Ned took a deep breath. If he were to slip he had no idea how it would help, but it did at least help to calm him and steady his hands.

There was a brief moment of panic as he hung suspended in the air with the sight of Rob Black’s concerned face above, washed by the last red light of the sunset, as his feet scrabbled vainly to find the promised treads. Missing the first, he wedged his foot firmly in the second and slowly began his descent. He hit the ground trembling and very thankful. That was not as difficult as he had expected.

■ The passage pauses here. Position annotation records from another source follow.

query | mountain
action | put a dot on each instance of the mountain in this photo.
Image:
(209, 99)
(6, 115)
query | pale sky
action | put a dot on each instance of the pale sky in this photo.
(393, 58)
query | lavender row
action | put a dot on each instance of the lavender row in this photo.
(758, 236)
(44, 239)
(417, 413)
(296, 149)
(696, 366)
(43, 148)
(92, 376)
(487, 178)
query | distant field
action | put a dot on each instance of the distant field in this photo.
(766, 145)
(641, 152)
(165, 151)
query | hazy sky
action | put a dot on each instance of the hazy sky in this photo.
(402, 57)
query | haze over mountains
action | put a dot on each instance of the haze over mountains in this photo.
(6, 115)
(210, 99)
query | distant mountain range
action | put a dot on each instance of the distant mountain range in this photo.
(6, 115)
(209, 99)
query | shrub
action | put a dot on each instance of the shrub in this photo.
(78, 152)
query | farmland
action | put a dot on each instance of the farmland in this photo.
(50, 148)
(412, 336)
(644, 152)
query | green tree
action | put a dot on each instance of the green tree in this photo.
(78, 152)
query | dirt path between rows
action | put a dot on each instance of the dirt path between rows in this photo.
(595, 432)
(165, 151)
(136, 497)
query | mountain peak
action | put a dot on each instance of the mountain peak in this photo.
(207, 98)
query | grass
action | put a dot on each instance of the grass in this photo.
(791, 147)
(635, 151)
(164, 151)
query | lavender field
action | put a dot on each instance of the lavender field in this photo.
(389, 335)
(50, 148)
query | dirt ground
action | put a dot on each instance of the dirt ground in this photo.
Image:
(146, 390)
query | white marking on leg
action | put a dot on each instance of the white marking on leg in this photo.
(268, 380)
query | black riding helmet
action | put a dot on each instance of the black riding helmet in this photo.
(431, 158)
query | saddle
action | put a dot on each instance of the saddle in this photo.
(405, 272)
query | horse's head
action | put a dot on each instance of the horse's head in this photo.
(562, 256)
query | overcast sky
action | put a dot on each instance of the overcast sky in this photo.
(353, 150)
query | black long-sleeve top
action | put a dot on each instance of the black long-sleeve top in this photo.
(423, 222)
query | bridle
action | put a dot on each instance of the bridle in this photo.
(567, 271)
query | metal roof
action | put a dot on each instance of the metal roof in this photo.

The rest of their band soon followed. With a quick tug, Rob Black loosed the rope and stowed the coil in his doublet. Once more with Gruesome Roger in the lead, the small party quickly made its way through the orchard until they came to a recessed postern gate set into the wall. By now he was used to the conjuring tricks of the Blacks so when Mistress Margaret produced the required key from behind a loose stone, he was beginning to think that if needed they could supply the boat to find King Arthur and the Isle of Avalon.

Now that they were once more on the byways of London, Gruesome Roger assumed the lead as they wove through the bent alleys towards Crutched Friars, and he thought Northumberland House. But they took so many side laneways that he had trouble figuring out the landmarks. Each twist he noted still kept them on a westerly path towards the last dimming of the sun. Ned had no idea where they were going—so long as it was away from danger he was happy to follow. The hand of Gruesome Roger clamped on his shoulder like a vice, also indicated that his membership in the Black fraternity of peril had its limits, despite the given trust of Rob.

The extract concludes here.